Somewhere over the Atlantic right now, a Dutch passenger is reading a paperback in economy class, unremarkable in every way - except for the pistol concealed under his jacket and the threat assessment that put him on this particular flight. He works for the Brigade Speciale Beveiligingsopdrachten, the BSB, and the airline does not know which seat he is in. Neither do the people he is watching. Since 2004, the BSB has run the Dutch sky marshal program from a quiet headquarters in the woods outside Utrecht, and that program is only one of the things this unit does in the dark.
The BSB exists because eleven Israeli athletes died in Munich in 1972. The massacre at the Olympic Village convinced every European government that ordinary police could not handle a hostage standoff with trained terrorists, and one after another the continent's countries built specialized units to close the gap. The Netherlands raised several of these new Bijzondere Bijstandseenheden - Special Support Units - drawing on marines, regular police, and Marechaussee snipers. But Marechaussee command noticed a problem hiding in the new architecture. The elite units could only be activated during an active terrorist threat.

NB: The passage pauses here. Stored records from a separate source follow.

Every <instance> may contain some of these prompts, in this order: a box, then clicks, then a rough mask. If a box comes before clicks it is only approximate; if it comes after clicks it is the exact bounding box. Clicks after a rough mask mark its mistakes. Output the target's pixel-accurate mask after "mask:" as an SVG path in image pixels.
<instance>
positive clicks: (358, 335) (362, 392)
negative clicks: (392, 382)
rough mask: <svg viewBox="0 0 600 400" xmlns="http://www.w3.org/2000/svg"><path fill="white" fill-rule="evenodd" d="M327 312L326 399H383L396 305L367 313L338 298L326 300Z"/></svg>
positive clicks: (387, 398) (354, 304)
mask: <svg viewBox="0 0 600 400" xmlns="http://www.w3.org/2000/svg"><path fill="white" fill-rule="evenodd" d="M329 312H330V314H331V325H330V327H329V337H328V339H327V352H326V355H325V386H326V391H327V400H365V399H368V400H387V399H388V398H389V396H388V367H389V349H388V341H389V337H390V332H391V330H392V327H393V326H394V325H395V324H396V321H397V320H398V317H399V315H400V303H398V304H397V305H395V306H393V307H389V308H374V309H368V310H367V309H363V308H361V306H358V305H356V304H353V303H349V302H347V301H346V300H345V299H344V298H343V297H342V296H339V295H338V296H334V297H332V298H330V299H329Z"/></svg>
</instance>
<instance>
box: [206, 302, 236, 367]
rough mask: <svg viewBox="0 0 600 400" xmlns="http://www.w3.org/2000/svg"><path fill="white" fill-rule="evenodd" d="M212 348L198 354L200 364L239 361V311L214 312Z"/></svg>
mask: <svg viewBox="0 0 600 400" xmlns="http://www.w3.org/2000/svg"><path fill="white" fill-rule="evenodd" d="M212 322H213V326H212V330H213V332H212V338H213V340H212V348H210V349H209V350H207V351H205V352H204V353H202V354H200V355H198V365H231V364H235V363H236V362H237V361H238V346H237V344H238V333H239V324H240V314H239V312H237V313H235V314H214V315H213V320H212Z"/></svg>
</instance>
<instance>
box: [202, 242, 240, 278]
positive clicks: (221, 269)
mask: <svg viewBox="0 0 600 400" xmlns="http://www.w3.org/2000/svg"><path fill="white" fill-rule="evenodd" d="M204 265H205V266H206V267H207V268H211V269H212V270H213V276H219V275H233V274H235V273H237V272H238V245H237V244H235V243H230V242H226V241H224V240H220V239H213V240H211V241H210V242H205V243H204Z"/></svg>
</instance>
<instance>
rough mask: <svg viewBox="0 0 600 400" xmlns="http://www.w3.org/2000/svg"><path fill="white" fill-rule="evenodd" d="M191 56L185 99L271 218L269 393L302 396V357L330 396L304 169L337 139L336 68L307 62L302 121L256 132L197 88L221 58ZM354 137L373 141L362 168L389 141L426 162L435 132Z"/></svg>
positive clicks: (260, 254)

The day-to-day work of guarding ministers, escorting gold, watching organized crime - that fell into a gap nothing was designed to fill. In 1975 the BSB was created to fill it. The very first class of operators trained under West Germany's GSG 9, the unit forged by the same massacre, and in 1976 the BSB went operational with just twenty-four men.
The brigade's home sits on what used to be a piece of the Cold War. Soesterberg Air Base, just east of Utrecht near the hamlet of Huis ter Heide, hosted United States Air Force fighters for decades under the cover name Camp New Amsterdam. American F-15s once scrambled from this runway. When the base closed and the Americans went home, the woods stayed and the buildings stayed, and in 2015 the BSB took possession of a new headquarters on the grounds. Photographs from that year show operators abseiling down the side of the new building - a publicity image with a quiet message about what happens inside. The fields around the base are now part of a nature area, but the perimeter where the brigade trains is not on any tourist map.
The BSB lives behind three doors. The Security Division supplies the close-protection details that follow Dutch and foreign military officials through high-risk capitals. Where the National Police's diplomatic-security service trains for routine threat environments, the BSB specializes in places where the risk has already arrived - the Dutch ambassador in Baghdad, the embassy in Kabul, the visiting general in a country the Foreign Ministry calls unstable. Behind the second door is the Observation Team. Operators trail people for weeks, sometimes longer, building what the trade calls a pattern of life. Unlike their intelligence-service counterparts in the AIVD, BSB observers are always armed. The third door opens onto the Arrest Team, established in 1994, the people the Marechaussee sends when the suspect is military, or armed, or both.
Two assignments capture the strange shape of the BSB's work. When the Dutch central bank moves gold - heavy pallets of bullion through the streets of Amsterdam - BSB operators in tactical gear travel with the convoy. Photographs from a 2020 transfer show them standing on a quiet plaza, weapons ready, while a forklift handles a ton of metal worth more than most lives. The other assignment is more politically charged. In March 2017 the brigade quietly took over the personal protection of Geert Wilders, the divisive Dutch politician who has lived under permanent threat for nearly two decades, after two officers from the National Police's protection service were accused of leaking sensitive information about his security arrangements. The Marechaussee, being a military body, runs to different rules. A leak from inside the BSB has not been reported.
The BSB was designed as a bridge - that was the word the Marechaussee used in 1975, and it still fits. On one side stand regular police, equipped to keep order in the daylight. On the other stand the Marines' M-Squadron and the rest of the country's special-operations apparatus, kept in reserve for the worst nights. The BSB lives in the middle, doing the work no one else is trained for and almost no one knows about. From cruising altitude over Utrecht, the headquarters near Huis ter Heide is just a cluster of low buildings among the trees of the old air base. From inside the perimeter, it is the operational heart of a 24-hour Dutch security system most Dutch people will never see.
Located at 52.12 degrees N, 5.26 degrees E, in the wooded country east of Utrecht near the former Soesterberg Air Base. The brigade's headquarters at Camp New Amsterdam sits about 12 km northeast of Utrecht city center. Best viewing altitude 3,000 to 5,000 feet. Nearest airports: Hilversum (EHHV) about 12 km north, Lelystad (EHLE) to the northeast, and Schiphol (EHAM) about 50 km west. Soesterberg's old runway is still clearly visible as a long straight scar through the surrounding forest.